I'm not all that familiar with your goals and strategies, being new to this blog and web site.
I simply sympathized with your concerns and blurted out some insights I have gained in using surveys for my own purposes, and devising them for clients.
Sometimes an open-ended question that is general can result in a wide range of specific responses. Whereas, a long list of very specific questions can result in quick and brief answers as the participant hurries through.
Emails are much more effective when they are short. Some people decide whether or not to open an email based on how many k it is.
I generally delete any email from an unknown sender, especially if there is an attachment, and more especially if the message body itself is more than 8 to 12 K.

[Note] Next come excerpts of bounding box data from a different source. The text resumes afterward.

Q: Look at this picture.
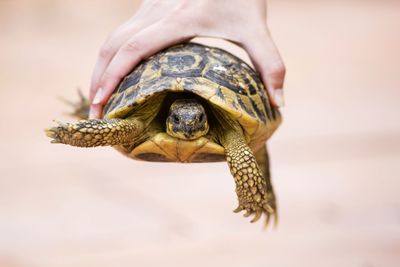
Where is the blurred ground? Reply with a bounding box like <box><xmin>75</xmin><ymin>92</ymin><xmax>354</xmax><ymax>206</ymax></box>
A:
<box><xmin>0</xmin><ymin>0</ymin><xmax>400</xmax><ymax>267</ymax></box>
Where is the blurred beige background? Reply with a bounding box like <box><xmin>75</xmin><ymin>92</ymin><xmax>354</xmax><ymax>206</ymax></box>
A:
<box><xmin>0</xmin><ymin>0</ymin><xmax>400</xmax><ymax>267</ymax></box>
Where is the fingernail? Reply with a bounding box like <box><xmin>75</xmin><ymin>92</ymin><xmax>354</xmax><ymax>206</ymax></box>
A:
<box><xmin>274</xmin><ymin>89</ymin><xmax>285</xmax><ymax>107</ymax></box>
<box><xmin>89</xmin><ymin>107</ymin><xmax>96</xmax><ymax>119</ymax></box>
<box><xmin>92</xmin><ymin>87</ymin><xmax>104</xmax><ymax>105</ymax></box>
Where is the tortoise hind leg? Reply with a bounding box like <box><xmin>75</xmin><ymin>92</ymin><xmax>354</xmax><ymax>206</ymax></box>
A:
<box><xmin>45</xmin><ymin>118</ymin><xmax>144</xmax><ymax>147</ymax></box>
<box><xmin>221</xmin><ymin>129</ymin><xmax>275</xmax><ymax>225</ymax></box>
<box><xmin>255</xmin><ymin>145</ymin><xmax>278</xmax><ymax>225</ymax></box>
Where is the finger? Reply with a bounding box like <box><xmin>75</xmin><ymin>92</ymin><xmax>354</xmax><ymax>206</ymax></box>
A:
<box><xmin>89</xmin><ymin>105</ymin><xmax>102</xmax><ymax>119</ymax></box>
<box><xmin>93</xmin><ymin>17</ymin><xmax>190</xmax><ymax>108</ymax></box>
<box><xmin>89</xmin><ymin>25</ymin><xmax>140</xmax><ymax>102</ymax></box>
<box><xmin>242</xmin><ymin>32</ymin><xmax>286</xmax><ymax>107</ymax></box>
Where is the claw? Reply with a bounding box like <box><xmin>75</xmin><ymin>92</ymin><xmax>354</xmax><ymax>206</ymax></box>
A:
<box><xmin>233</xmin><ymin>205</ymin><xmax>244</xmax><ymax>213</ymax></box>
<box><xmin>250</xmin><ymin>210</ymin><xmax>262</xmax><ymax>223</ymax></box>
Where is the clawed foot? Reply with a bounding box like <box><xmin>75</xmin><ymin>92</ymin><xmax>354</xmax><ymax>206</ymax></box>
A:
<box><xmin>44</xmin><ymin>121</ymin><xmax>69</xmax><ymax>144</ymax></box>
<box><xmin>233</xmin><ymin>192</ymin><xmax>278</xmax><ymax>227</ymax></box>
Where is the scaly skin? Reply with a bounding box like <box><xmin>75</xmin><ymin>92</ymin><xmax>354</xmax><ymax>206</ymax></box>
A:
<box><xmin>45</xmin><ymin>119</ymin><xmax>144</xmax><ymax>147</ymax></box>
<box><xmin>222</xmin><ymin>130</ymin><xmax>275</xmax><ymax>223</ymax></box>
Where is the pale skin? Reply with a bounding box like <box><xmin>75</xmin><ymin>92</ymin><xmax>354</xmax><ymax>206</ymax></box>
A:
<box><xmin>89</xmin><ymin>0</ymin><xmax>285</xmax><ymax>118</ymax></box>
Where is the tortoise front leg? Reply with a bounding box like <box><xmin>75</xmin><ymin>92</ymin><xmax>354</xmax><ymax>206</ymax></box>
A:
<box><xmin>45</xmin><ymin>119</ymin><xmax>144</xmax><ymax>147</ymax></box>
<box><xmin>221</xmin><ymin>129</ymin><xmax>275</xmax><ymax>225</ymax></box>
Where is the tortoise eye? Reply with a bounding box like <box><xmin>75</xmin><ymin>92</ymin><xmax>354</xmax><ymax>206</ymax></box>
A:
<box><xmin>173</xmin><ymin>115</ymin><xmax>179</xmax><ymax>123</ymax></box>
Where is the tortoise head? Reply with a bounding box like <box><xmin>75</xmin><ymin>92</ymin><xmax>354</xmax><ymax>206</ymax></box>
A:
<box><xmin>166</xmin><ymin>99</ymin><xmax>209</xmax><ymax>140</ymax></box>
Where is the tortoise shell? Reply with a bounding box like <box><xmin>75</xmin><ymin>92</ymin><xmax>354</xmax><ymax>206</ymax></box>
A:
<box><xmin>104</xmin><ymin>43</ymin><xmax>281</xmax><ymax>162</ymax></box>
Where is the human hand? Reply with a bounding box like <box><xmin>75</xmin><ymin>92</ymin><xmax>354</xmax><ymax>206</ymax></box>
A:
<box><xmin>89</xmin><ymin>0</ymin><xmax>285</xmax><ymax>118</ymax></box>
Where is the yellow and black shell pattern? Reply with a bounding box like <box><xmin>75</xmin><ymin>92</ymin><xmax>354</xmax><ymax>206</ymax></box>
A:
<box><xmin>104</xmin><ymin>43</ymin><xmax>281</xmax><ymax>155</ymax></box>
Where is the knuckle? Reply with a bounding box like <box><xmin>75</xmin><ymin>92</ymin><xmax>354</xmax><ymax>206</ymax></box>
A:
<box><xmin>123</xmin><ymin>40</ymin><xmax>143</xmax><ymax>54</ymax></box>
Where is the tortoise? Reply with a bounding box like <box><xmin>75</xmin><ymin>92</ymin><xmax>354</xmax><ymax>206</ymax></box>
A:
<box><xmin>46</xmin><ymin>42</ymin><xmax>281</xmax><ymax>224</ymax></box>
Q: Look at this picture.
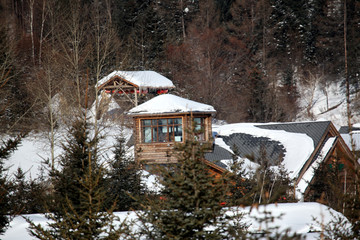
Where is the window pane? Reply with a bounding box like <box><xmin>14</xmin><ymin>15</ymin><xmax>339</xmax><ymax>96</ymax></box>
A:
<box><xmin>143</xmin><ymin>127</ymin><xmax>151</xmax><ymax>143</ymax></box>
<box><xmin>142</xmin><ymin>120</ymin><xmax>151</xmax><ymax>126</ymax></box>
<box><xmin>159</xmin><ymin>127</ymin><xmax>167</xmax><ymax>142</ymax></box>
<box><xmin>153</xmin><ymin>127</ymin><xmax>158</xmax><ymax>142</ymax></box>
<box><xmin>194</xmin><ymin>118</ymin><xmax>201</xmax><ymax>131</ymax></box>
<box><xmin>174</xmin><ymin>126</ymin><xmax>183</xmax><ymax>142</ymax></box>
<box><xmin>158</xmin><ymin>119</ymin><xmax>167</xmax><ymax>125</ymax></box>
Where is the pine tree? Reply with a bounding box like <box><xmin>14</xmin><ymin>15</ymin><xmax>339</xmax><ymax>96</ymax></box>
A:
<box><xmin>0</xmin><ymin>135</ymin><xmax>24</xmax><ymax>235</ymax></box>
<box><xmin>139</xmin><ymin>125</ymin><xmax>248</xmax><ymax>239</ymax></box>
<box><xmin>27</xmin><ymin>116</ymin><xmax>131</xmax><ymax>239</ymax></box>
<box><xmin>106</xmin><ymin>134</ymin><xmax>143</xmax><ymax>211</ymax></box>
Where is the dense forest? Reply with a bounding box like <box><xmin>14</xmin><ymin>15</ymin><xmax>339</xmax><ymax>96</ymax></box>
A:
<box><xmin>0</xmin><ymin>0</ymin><xmax>360</xmax><ymax>130</ymax></box>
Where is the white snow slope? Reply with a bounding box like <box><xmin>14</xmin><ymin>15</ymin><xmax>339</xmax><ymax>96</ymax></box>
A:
<box><xmin>2</xmin><ymin>203</ymin><xmax>348</xmax><ymax>240</ymax></box>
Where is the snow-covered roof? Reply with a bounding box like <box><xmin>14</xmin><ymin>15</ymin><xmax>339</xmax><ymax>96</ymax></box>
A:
<box><xmin>128</xmin><ymin>94</ymin><xmax>216</xmax><ymax>115</ymax></box>
<box><xmin>297</xmin><ymin>137</ymin><xmax>336</xmax><ymax>199</ymax></box>
<box><xmin>215</xmin><ymin>123</ymin><xmax>314</xmax><ymax>178</ymax></box>
<box><xmin>96</xmin><ymin>71</ymin><xmax>175</xmax><ymax>89</ymax></box>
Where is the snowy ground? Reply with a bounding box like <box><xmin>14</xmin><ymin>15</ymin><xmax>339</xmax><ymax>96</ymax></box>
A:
<box><xmin>2</xmin><ymin>203</ymin><xmax>341</xmax><ymax>240</ymax></box>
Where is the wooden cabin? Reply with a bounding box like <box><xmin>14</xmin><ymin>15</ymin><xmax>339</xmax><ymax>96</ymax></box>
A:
<box><xmin>96</xmin><ymin>71</ymin><xmax>175</xmax><ymax>106</ymax></box>
<box><xmin>128</xmin><ymin>94</ymin><xmax>217</xmax><ymax>172</ymax></box>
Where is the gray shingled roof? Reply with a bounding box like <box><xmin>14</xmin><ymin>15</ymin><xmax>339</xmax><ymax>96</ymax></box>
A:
<box><xmin>255</xmin><ymin>121</ymin><xmax>331</xmax><ymax>147</ymax></box>
<box><xmin>205</xmin><ymin>133</ymin><xmax>285</xmax><ymax>165</ymax></box>
<box><xmin>339</xmin><ymin>126</ymin><xmax>360</xmax><ymax>134</ymax></box>
<box><xmin>205</xmin><ymin>121</ymin><xmax>331</xmax><ymax>171</ymax></box>
<box><xmin>204</xmin><ymin>145</ymin><xmax>232</xmax><ymax>169</ymax></box>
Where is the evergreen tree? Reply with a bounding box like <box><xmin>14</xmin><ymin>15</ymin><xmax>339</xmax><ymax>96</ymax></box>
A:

I almost deleted an email from someone who was requesting permission to use one of my blog posts in a new book on blogs they're writing for a huge major publisher...a publisher I'd like to have publish a few of my books, in fact. The email had an attachment, and the sender name was unknown.
I tried doing a two question survey, with all kinds of "who I am" credentials and references, plus a list of those who had already responded.

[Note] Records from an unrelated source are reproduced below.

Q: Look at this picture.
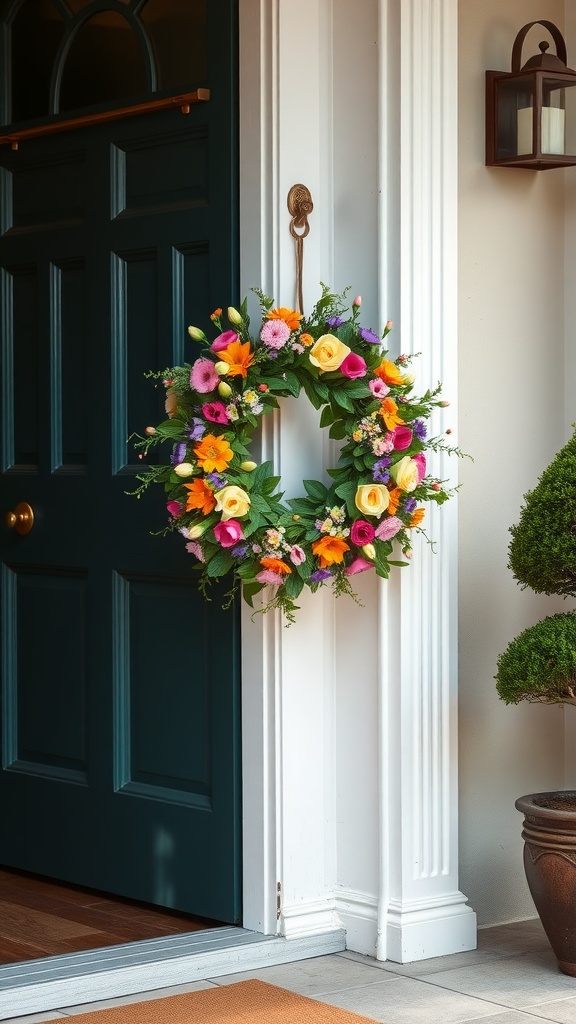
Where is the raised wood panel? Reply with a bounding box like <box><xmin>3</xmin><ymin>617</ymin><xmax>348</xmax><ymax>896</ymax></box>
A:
<box><xmin>115</xmin><ymin>577</ymin><xmax>211</xmax><ymax>808</ymax></box>
<box><xmin>50</xmin><ymin>260</ymin><xmax>88</xmax><ymax>471</ymax></box>
<box><xmin>11</xmin><ymin>152</ymin><xmax>86</xmax><ymax>231</ymax></box>
<box><xmin>3</xmin><ymin>568</ymin><xmax>87</xmax><ymax>782</ymax></box>
<box><xmin>113</xmin><ymin>127</ymin><xmax>208</xmax><ymax>216</ymax></box>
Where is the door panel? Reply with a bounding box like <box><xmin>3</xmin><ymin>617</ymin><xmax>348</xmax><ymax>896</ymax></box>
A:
<box><xmin>0</xmin><ymin>70</ymin><xmax>241</xmax><ymax>922</ymax></box>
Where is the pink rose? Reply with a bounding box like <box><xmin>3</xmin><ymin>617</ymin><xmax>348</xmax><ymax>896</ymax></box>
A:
<box><xmin>344</xmin><ymin>556</ymin><xmax>374</xmax><ymax>575</ymax></box>
<box><xmin>210</xmin><ymin>331</ymin><xmax>238</xmax><ymax>352</ymax></box>
<box><xmin>375</xmin><ymin>515</ymin><xmax>404</xmax><ymax>541</ymax></box>
<box><xmin>339</xmin><ymin>352</ymin><xmax>366</xmax><ymax>381</ymax></box>
<box><xmin>202</xmin><ymin>401</ymin><xmax>230</xmax><ymax>423</ymax></box>
<box><xmin>412</xmin><ymin>453</ymin><xmax>426</xmax><ymax>483</ymax></box>
<box><xmin>368</xmin><ymin>377</ymin><xmax>389</xmax><ymax>398</ymax></box>
<box><xmin>212</xmin><ymin>519</ymin><xmax>244</xmax><ymax>548</ymax></box>
<box><xmin>349</xmin><ymin>519</ymin><xmax>374</xmax><ymax>548</ymax></box>
<box><xmin>393</xmin><ymin>425</ymin><xmax>412</xmax><ymax>452</ymax></box>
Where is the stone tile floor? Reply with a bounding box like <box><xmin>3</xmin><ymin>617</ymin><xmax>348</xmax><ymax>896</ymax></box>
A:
<box><xmin>4</xmin><ymin>921</ymin><xmax>576</xmax><ymax>1024</ymax></box>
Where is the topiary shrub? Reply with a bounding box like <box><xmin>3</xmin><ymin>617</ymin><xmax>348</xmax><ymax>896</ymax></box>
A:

Then I trimmed it down, leaving the list of participants, which seemed to convey credibility better than my own explanantions of who I was.
BTW, I love the American Marketing Association, and I own some of the books published by this organization.
An email survey that has a friendly opening statement, gets right to the point, lists recognizable folks who have participated thus far, even if only a few to start with, and a nice thank you can work well.
Be sure to send an email note of appreciation immediately to all responders.
By sending emails to certain business bloggers, I actually made many new friends and allies. But the wrong kind of survey could make enemies.
Posted by: steven streight aka vaspers the grate at May 27, 2005 10:48 PM
I just finished the short version of the survey.
No problem. Guess I should've done the longer version.
I wrote "blog does NOT drive traffic to web site" because I don't have a web site.
I use blogs as web sites. Conventional web sites are static and non-interactive, or at least, not as interactive and participatory as blogs.
Very very well designed survey. Well written. Easy to use.
Good job guys!
Posted by: steven streight aka vaspers the grate at May 27, 2005 11:02 PM
I looked... but could not find when the survey closes. When?